Tuesday 17 August 2010

Le Concert

Having had a bit of blockbuster overload of late, time to cleanse the palate with a whimsical little piece, half in French, half in Russian.

The story revolves around a man called Andrei Filipov, who was once an eminent conductor of the Russian Bolshoi orchestra, but who was branded an enemy of the people and sacked in disgrace for refusing Breshnev's instructions to remove all the Jewish members of his orchestra. Thirty years later sees he and his orchestra working menial jobs in Moscow, with him working as a cleaner. While there he intercepts a fax from a Parisian concert hall inviting the Bolshoi to perform. A scheme is hatched to supplant the official orchestra with one of his own, composed of the disavowed musicians of his old orchestra, a bunch of eccentrics if ever there was one.

What follows is a lunatic scramble to put the orchestra together, get them to Paris, and keep them together for their date with destiny.

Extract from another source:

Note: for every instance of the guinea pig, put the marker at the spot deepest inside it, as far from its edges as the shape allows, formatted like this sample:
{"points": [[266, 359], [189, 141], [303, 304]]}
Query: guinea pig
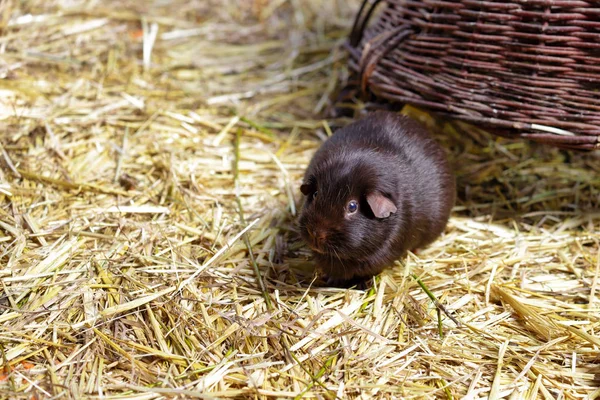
{"points": [[373, 190]]}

The film scores highly on a number of levels. As a comedy, it's very amusing. As a drama, it reflects on such themes as redemption, second chances, and music as a means for oppressed people to free themselves. And as a piece of musical theatre, it's shot through with classical performances, with the final act played out over Tchaikovsky's concerto for violin and strings. 

Ultimately, it's a charming film which is implausible and silly at times because it refuses to take itself too seriously, and which at other times skirts the border between emotion and sentimentality. Had it not been a) in French and Russian throughout and b) been about classical music, which will put some audiences off, it'd have "feelgood film of the summer" written all over it. My advice is, don't let either of those facts put you off.